What can be learned from “The Ladies’ Paradise”?

Photo by Adam Baker

“The Ladies’ Paradise”

I just finished reading the great novel “The Ladies’ Paradise” by Émile Zola (thanks, Noaa, for the recommendation). The novel tells about 1864-1869 French Paris, and reveals the story of the transformation Paris was going through during those days, making it the fashion capital of the world. The story revolves around one mega department store that changes the way goods are sold and slowly destroys the old traditional boutiques around it. It uses a vivid description of characters in the department store, the manager, the saleswoman and the clients together with love stories and social stories to describe the area and the great changes it brought.

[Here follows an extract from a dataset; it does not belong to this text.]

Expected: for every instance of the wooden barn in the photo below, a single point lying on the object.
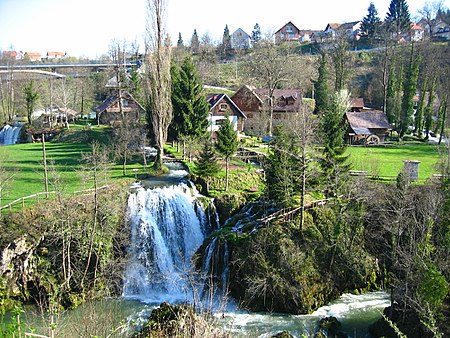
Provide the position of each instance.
(221, 105)
(108, 112)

It is so exhilarating to read a story written in 1883 (the edition I read was translated to English in 1886, which made a little bit hard to read) that describes human behavior in such a modern way. The main thing you recognize in the story is people’s resistance to change. The small boutique owners try reluctantly to fight the new mega stores, calling it names and describing it as a thieves’ place, instead of understanding that times are changing and that they need to follow. I think that there are many places in the world where the process described in the novel is happening right now. It is actually happening in Paris these days (Warning! Link in Hebrew).

Those who don’t get it

Globalization, progress and technology are reaching more and more places and keep changing even the farthest reaches of the world. The economy of the world is continuously changing to Knowledge Economy and today, some might even say to Conceptual Economy. However, the phenomenon the book describes is even more far-reaching. As mentioned above, the storyline focuses on the creation of mega stores using huge sales in order to make a small percentage of profit from a huge turnover thus lowering the prices and presenting goods that could never have been presented before. But the mega-stores are only an example for what always happens. There will always be new fashions, markets and ideas changing the world, there will always be a struggle between those who get it and those who don’t get it and try to resist. Why, this blog is a part of it. Some people just don’t understand the social media phenomena. But it is changing the world and those of us who would not join the ride would not survive.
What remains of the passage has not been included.